My customer has bought a layer 2 WAN service from a service provider and already purchased 3750 switches to act as CE devices. They now want me to specify a design of how to implement what they have bought. They have about 50 sites but due to QoS limitations of the service provider they need to use 1 physical interface to route voice traffic towards the WAN at each site and a different interface for data traffic. They wish to have a dynamic routing environment so in my opinion they have two basic options for routing protocols that could send the voice and data out of different interfaces:-
1) Run EIGRP and use distribute lists to advertise voice subnets out of 1 link and data subnets out of the other.
2) Run 2 different routing protocols, e.g. OSPF for data and EIGRP for voice. I don't think there should be any need to redistribute between them.

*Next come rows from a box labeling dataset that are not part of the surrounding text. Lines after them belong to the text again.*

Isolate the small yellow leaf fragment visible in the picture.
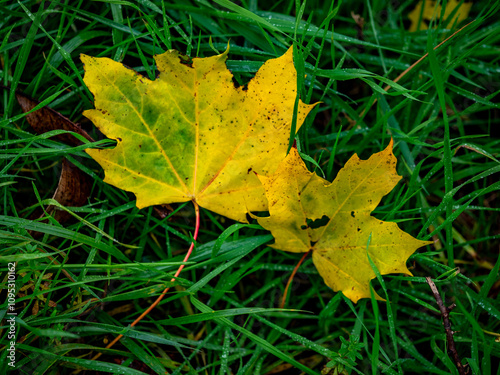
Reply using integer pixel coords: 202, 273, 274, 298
258, 141, 431, 302
408, 0, 472, 31
81, 48, 314, 222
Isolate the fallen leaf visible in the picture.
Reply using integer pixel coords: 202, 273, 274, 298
257, 141, 431, 302
16, 91, 94, 229
16, 91, 94, 146
408, 0, 472, 31
81, 48, 314, 222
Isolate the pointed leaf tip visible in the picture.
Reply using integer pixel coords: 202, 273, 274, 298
257, 145, 429, 302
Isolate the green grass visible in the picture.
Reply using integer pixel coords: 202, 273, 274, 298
0, 0, 500, 375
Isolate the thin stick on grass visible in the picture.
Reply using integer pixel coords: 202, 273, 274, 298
84, 201, 200, 366
359, 20, 476, 117
425, 276, 469, 375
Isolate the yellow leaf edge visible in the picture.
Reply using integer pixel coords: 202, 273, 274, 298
254, 138, 433, 303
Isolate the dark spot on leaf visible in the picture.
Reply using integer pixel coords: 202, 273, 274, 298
300, 215, 330, 229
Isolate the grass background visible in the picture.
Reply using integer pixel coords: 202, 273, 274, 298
0, 0, 500, 374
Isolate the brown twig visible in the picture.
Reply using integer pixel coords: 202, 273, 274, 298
425, 276, 469, 375
72, 200, 200, 375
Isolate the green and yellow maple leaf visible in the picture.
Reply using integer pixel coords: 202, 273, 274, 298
81, 48, 314, 222
258, 141, 431, 302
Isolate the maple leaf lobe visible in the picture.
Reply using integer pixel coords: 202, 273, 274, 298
257, 141, 430, 302
82, 49, 314, 222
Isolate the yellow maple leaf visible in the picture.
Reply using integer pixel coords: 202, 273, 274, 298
408, 0, 472, 31
81, 48, 314, 222
258, 141, 431, 302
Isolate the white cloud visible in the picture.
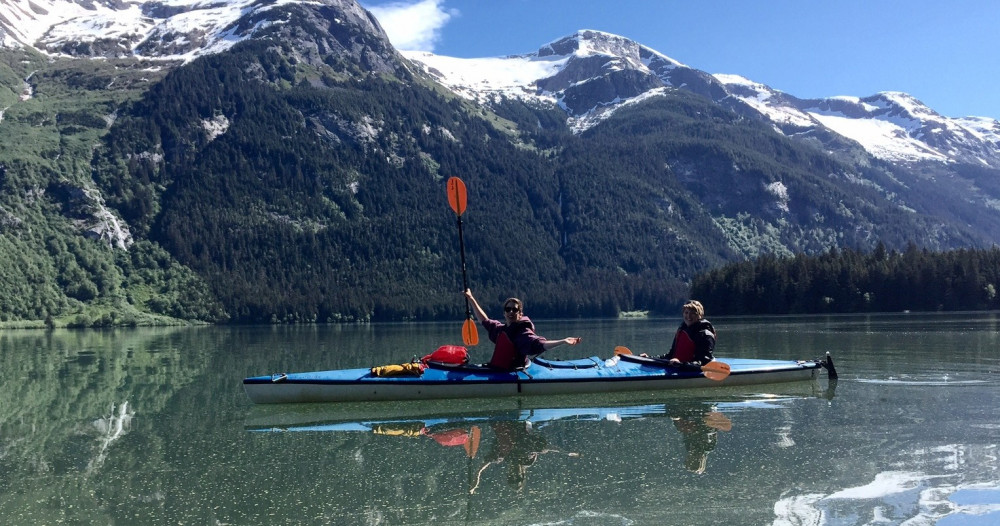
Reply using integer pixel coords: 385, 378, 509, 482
365, 0, 458, 51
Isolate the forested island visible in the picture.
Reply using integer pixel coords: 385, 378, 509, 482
691, 243, 1000, 315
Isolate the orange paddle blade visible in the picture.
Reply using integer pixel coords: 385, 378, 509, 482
701, 360, 730, 382
448, 177, 468, 215
462, 318, 479, 347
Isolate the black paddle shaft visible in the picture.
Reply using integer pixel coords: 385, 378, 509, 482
458, 214, 472, 319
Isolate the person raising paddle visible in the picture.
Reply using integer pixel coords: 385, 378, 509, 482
465, 289, 581, 370
640, 300, 715, 369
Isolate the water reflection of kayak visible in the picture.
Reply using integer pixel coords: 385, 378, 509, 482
244, 382, 833, 435
243, 355, 832, 404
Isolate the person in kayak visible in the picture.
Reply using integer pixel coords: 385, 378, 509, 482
465, 289, 581, 369
640, 300, 715, 369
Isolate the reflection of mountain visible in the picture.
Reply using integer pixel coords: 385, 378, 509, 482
0, 328, 207, 523
775, 454, 1000, 524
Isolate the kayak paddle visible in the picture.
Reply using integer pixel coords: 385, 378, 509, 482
448, 177, 479, 346
615, 345, 730, 382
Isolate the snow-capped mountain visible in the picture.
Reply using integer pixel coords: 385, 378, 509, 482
0, 0, 383, 61
404, 30, 1000, 168
0, 0, 1000, 168
715, 74, 1000, 167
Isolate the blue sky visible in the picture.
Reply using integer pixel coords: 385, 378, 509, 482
361, 0, 1000, 119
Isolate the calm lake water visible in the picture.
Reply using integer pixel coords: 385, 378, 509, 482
0, 313, 1000, 525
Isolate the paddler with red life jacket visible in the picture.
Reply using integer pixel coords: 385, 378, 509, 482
642, 300, 715, 369
465, 289, 581, 369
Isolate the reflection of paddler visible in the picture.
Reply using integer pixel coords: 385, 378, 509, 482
372, 422, 481, 458
667, 407, 733, 474
469, 421, 555, 493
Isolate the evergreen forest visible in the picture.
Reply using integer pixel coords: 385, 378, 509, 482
691, 244, 1000, 315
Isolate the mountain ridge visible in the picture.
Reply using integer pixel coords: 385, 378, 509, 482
0, 0, 1000, 325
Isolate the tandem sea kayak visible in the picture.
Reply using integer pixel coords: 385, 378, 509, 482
243, 354, 836, 404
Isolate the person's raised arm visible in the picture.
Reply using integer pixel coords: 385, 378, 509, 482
465, 289, 490, 323
542, 336, 583, 351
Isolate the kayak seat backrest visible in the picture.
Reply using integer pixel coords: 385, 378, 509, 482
531, 356, 603, 369
427, 360, 522, 373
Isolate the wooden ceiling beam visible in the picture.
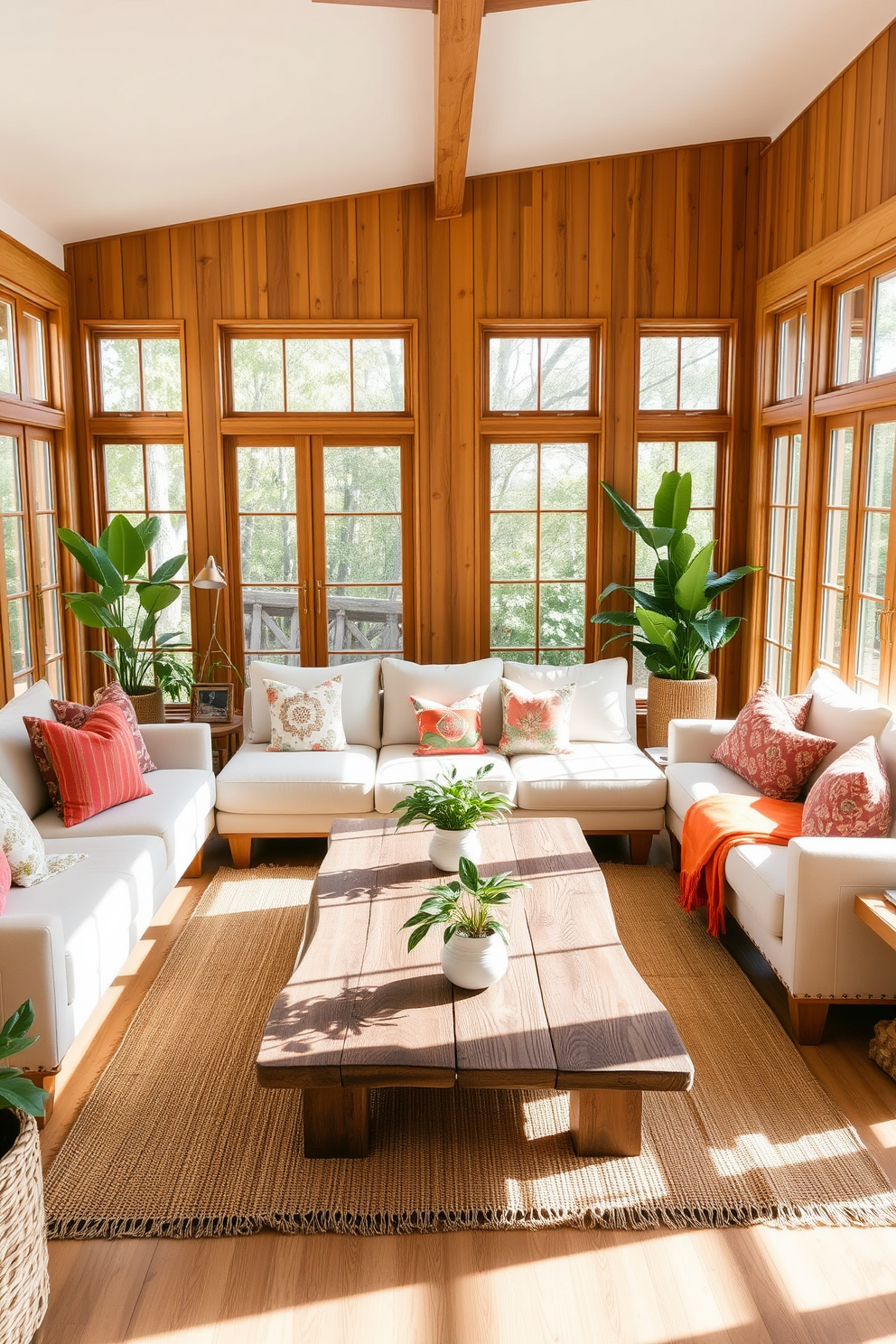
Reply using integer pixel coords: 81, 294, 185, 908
435, 0, 483, 219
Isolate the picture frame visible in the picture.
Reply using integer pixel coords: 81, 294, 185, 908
190, 681, 234, 726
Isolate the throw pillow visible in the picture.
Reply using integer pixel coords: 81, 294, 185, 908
34, 703, 152, 826
712, 681, 837, 802
0, 779, 88, 887
499, 677, 575, 755
802, 738, 892, 836
265, 676, 348, 751
410, 691, 485, 755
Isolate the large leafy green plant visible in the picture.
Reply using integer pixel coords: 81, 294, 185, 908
591, 471, 759, 681
59, 513, 187, 695
402, 859, 526, 952
0, 999, 50, 1115
392, 765, 512, 831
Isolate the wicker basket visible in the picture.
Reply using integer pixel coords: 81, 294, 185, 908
0, 1110, 50, 1344
648, 673, 719, 747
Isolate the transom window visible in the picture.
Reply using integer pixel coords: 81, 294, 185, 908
229, 336, 407, 414
489, 443, 590, 664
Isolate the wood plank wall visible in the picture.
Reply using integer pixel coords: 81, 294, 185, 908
759, 23, 896, 275
66, 141, 761, 703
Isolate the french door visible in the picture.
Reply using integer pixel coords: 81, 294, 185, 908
818, 407, 896, 699
229, 434, 413, 667
0, 422, 64, 696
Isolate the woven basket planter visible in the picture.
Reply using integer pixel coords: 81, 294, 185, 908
648, 673, 719, 747
0, 1110, 50, 1344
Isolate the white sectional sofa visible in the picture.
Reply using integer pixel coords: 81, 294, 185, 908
667, 669, 896, 1046
0, 681, 215, 1074
216, 658, 667, 867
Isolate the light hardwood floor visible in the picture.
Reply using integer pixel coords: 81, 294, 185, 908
35, 840, 896, 1344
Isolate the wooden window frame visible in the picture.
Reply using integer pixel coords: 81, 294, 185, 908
215, 319, 418, 435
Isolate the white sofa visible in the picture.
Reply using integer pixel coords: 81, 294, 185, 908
216, 658, 667, 867
0, 681, 215, 1074
667, 669, 896, 1044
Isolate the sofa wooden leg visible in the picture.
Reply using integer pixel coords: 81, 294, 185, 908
788, 991, 830, 1046
227, 836, 253, 868
629, 831, 653, 863
184, 845, 206, 878
25, 1071, 56, 1129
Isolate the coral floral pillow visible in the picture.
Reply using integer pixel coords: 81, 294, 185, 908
410, 691, 485, 755
31, 705, 152, 826
712, 681, 837, 802
499, 677, 575, 755
802, 738, 892, 837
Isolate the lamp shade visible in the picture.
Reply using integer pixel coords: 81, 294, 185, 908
193, 555, 227, 589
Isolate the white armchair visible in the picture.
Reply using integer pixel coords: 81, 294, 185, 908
667, 678, 896, 1044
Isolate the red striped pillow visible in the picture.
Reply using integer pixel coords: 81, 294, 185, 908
32, 705, 152, 826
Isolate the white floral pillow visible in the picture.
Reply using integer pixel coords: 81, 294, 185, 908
265, 676, 348, 751
0, 779, 88, 887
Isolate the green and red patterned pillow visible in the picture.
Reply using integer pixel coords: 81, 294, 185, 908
499, 677, 575, 755
410, 691, 485, 755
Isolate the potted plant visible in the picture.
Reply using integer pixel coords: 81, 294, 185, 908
58, 513, 192, 723
0, 1000, 50, 1344
392, 763, 512, 873
402, 857, 526, 989
591, 471, 759, 747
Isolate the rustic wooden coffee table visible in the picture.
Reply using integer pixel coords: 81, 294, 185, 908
257, 817, 693, 1157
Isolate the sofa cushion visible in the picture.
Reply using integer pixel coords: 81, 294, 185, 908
381, 658, 504, 747
35, 770, 215, 864
725, 844, 788, 938
510, 742, 667, 812
667, 761, 761, 817
218, 742, 376, 811
247, 658, 380, 747
504, 658, 630, 742
376, 742, 516, 815
0, 681, 53, 817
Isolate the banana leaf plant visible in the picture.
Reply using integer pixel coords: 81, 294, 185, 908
591, 471, 761, 681
58, 513, 187, 695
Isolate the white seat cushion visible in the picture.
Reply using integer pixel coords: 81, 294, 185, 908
376, 742, 516, 815
725, 844, 788, 938
218, 742, 376, 816
667, 761, 761, 817
510, 741, 667, 812
33, 770, 215, 871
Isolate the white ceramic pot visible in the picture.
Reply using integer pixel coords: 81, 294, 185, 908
430, 826, 482, 873
442, 933, 509, 989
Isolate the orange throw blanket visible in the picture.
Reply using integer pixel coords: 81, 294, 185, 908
678, 793, 803, 937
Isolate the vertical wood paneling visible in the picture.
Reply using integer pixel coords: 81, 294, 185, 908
762, 24, 896, 275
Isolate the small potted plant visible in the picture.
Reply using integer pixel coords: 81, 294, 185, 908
402, 859, 526, 989
0, 999, 50, 1344
392, 763, 512, 873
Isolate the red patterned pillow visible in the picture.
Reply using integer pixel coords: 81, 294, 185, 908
410, 691, 485, 755
712, 681, 837, 802
802, 738, 892, 837
31, 705, 152, 826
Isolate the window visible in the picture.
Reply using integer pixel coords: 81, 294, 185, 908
638, 333, 724, 411
0, 425, 64, 696
486, 333, 596, 414
235, 435, 410, 666
775, 312, 806, 402
227, 336, 406, 415
96, 332, 182, 415
489, 443, 590, 664
102, 443, 193, 669
763, 433, 802, 695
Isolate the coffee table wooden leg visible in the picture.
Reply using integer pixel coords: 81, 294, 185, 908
570, 1087, 640, 1157
303, 1087, 370, 1157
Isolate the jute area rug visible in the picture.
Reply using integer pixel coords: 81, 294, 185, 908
47, 864, 896, 1237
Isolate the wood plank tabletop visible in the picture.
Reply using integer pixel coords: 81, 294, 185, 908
258, 817, 693, 1091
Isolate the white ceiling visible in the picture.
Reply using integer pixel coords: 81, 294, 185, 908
0, 0, 896, 251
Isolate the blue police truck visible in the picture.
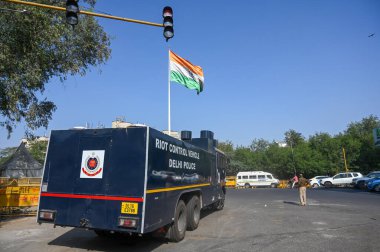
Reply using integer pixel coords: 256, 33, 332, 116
37, 126, 228, 242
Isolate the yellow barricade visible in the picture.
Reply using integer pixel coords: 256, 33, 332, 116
0, 178, 41, 207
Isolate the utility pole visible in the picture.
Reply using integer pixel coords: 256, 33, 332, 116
342, 147, 348, 172
290, 139, 297, 175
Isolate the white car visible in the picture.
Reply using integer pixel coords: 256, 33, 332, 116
309, 176, 329, 188
321, 172, 363, 187
236, 171, 280, 188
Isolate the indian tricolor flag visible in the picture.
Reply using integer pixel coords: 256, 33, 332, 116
169, 51, 204, 94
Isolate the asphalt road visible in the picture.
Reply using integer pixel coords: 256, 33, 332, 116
0, 188, 380, 252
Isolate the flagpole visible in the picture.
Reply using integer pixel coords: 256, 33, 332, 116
168, 49, 171, 136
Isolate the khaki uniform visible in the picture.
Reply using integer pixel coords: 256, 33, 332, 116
298, 177, 309, 206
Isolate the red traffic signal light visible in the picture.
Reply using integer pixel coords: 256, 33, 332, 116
162, 6, 174, 42
66, 0, 79, 26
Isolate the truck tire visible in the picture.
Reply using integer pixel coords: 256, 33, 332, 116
213, 199, 224, 211
186, 195, 201, 231
168, 200, 187, 242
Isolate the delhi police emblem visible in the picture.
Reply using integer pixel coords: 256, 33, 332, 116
80, 150, 104, 178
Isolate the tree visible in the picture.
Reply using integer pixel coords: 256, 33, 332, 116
0, 0, 110, 138
29, 141, 48, 164
249, 138, 269, 152
0, 147, 17, 165
285, 129, 305, 148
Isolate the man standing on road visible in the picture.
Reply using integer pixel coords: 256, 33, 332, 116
292, 174, 298, 189
298, 174, 309, 206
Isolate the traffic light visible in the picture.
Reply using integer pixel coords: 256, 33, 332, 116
162, 6, 174, 42
66, 0, 79, 26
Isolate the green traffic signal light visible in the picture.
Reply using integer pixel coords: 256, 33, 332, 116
66, 0, 79, 26
162, 6, 174, 42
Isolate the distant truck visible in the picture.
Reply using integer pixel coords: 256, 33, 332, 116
37, 126, 228, 242
236, 171, 280, 188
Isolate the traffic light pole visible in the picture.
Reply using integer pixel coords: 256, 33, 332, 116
1, 0, 163, 27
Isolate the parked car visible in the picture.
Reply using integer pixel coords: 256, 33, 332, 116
236, 171, 280, 188
367, 178, 380, 192
320, 172, 363, 187
309, 176, 329, 188
352, 171, 380, 189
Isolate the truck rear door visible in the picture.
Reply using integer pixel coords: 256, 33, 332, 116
39, 127, 146, 231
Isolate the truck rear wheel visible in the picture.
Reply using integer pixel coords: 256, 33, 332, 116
186, 195, 201, 231
213, 199, 224, 211
168, 200, 187, 242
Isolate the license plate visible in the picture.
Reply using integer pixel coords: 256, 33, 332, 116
121, 202, 139, 214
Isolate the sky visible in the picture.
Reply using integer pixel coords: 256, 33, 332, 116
0, 0, 380, 148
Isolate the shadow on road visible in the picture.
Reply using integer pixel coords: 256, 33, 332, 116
284, 200, 300, 206
48, 228, 167, 252
48, 209, 220, 252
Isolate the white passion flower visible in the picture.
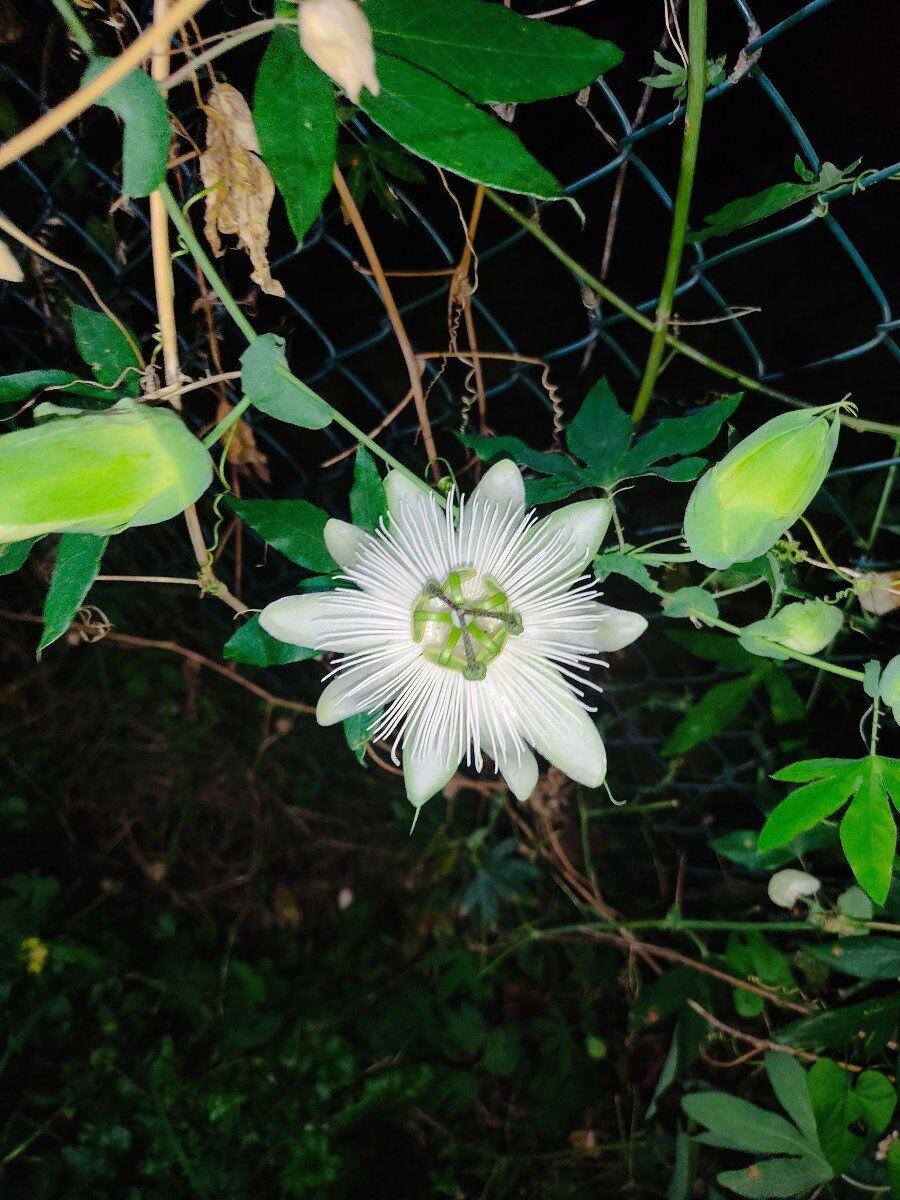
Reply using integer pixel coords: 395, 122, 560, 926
768, 868, 822, 908
298, 0, 380, 104
259, 462, 647, 808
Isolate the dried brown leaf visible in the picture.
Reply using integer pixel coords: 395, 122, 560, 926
200, 83, 284, 296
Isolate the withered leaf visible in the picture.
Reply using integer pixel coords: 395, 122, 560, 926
200, 83, 284, 296
856, 571, 900, 617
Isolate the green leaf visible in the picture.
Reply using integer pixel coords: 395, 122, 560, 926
343, 713, 374, 763
227, 497, 337, 574
0, 370, 78, 404
253, 28, 337, 242
682, 1092, 811, 1156
760, 666, 806, 725
808, 1058, 896, 1175
524, 475, 592, 508
366, 0, 622, 104
844, 755, 896, 904
350, 446, 388, 533
805, 937, 900, 979
0, 538, 41, 575
667, 629, 760, 671
82, 58, 172, 196
772, 758, 859, 784
761, 1051, 818, 1147
686, 162, 856, 242
662, 674, 763, 753
360, 55, 563, 200
565, 378, 634, 487
72, 304, 140, 396
594, 550, 656, 593
758, 764, 858, 851
660, 588, 719, 620
456, 433, 587, 477
774, 990, 900, 1054
241, 334, 331, 430
37, 533, 108, 659
222, 613, 319, 667
709, 824, 838, 871
716, 1156, 832, 1200
620, 391, 744, 478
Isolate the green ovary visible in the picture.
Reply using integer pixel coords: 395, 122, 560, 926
413, 566, 522, 680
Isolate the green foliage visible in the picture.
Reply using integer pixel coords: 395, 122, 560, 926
228, 497, 337, 574
241, 334, 331, 430
682, 1052, 834, 1196
350, 446, 388, 533
806, 1058, 896, 1175
686, 161, 859, 242
758, 755, 900, 904
457, 379, 743, 504
253, 29, 337, 243
70, 304, 140, 396
222, 613, 319, 667
359, 55, 563, 200
37, 533, 107, 658
366, 0, 622, 104
82, 58, 172, 196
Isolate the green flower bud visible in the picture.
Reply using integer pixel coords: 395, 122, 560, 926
684, 404, 840, 570
878, 654, 900, 725
740, 600, 844, 659
0, 404, 212, 544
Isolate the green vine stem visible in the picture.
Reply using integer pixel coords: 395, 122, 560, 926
160, 184, 444, 504
631, 0, 707, 425
485, 187, 900, 439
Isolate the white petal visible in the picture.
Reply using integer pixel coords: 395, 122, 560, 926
316, 670, 368, 725
496, 746, 538, 800
403, 750, 460, 809
534, 500, 612, 571
384, 470, 428, 512
259, 592, 334, 650
528, 700, 606, 787
469, 458, 524, 511
323, 517, 368, 570
595, 604, 647, 652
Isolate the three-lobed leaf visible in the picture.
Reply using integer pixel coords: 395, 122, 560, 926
228, 497, 337, 575
359, 54, 563, 200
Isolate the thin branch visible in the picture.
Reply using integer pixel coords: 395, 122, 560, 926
631, 0, 707, 425
334, 167, 440, 479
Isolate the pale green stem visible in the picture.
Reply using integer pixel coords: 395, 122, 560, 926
631, 0, 707, 425
485, 187, 900, 439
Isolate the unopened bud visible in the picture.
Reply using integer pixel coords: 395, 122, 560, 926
0, 404, 212, 542
298, 0, 380, 104
684, 404, 840, 570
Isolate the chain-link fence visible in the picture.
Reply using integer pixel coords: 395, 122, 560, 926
0, 0, 900, 811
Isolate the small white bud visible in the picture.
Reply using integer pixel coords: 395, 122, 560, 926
768, 868, 822, 908
298, 0, 380, 104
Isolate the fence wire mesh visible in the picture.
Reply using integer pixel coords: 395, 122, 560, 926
0, 0, 900, 796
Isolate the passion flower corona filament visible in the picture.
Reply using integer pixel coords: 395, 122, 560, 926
259, 462, 647, 806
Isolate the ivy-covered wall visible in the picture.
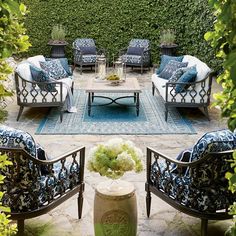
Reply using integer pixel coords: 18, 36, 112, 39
23, 0, 217, 68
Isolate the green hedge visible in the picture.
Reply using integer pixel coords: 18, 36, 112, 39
23, 0, 218, 68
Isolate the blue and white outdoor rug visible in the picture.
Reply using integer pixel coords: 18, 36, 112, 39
36, 90, 196, 135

I think that either of these solutions is likely to give me scalability issues due to the number of neighbors required (ie approximately 100 per switch) but I haven't managed to find any numbers for what should be achievable. Can anyone give me any indication of the likely number of eigrp neighbors I could reasonably support? I have seen some people mention best practice is 20 but I have also seen references to a Networkers presentation where they discussed a live environment with 800 neighbors on a 7200.
I have also been considering ways to improve scalability. I have identified the following:-
1) Most sites can run as stubs because there is only a single switch per site.
2) I am not sure yet but I am hoping that the LAN addresses within the sites can be summarised towards the WAN so instability in the LAN will not cause instability in the WAN.
3) I think I could possibly reduce the number of neighbors required on some devices by configuring static neighbors and configuring switches at key sites as hubs for the smaller sites. I think this would probably require me to turn off split horizon. I think I could also use the 'no ip next-hop-self eigrp' command to stop traffic having to route via the hub site. I am nervous of turning off split horizon and using this command in an environment with multiple hubs. Please could you give me any guidance?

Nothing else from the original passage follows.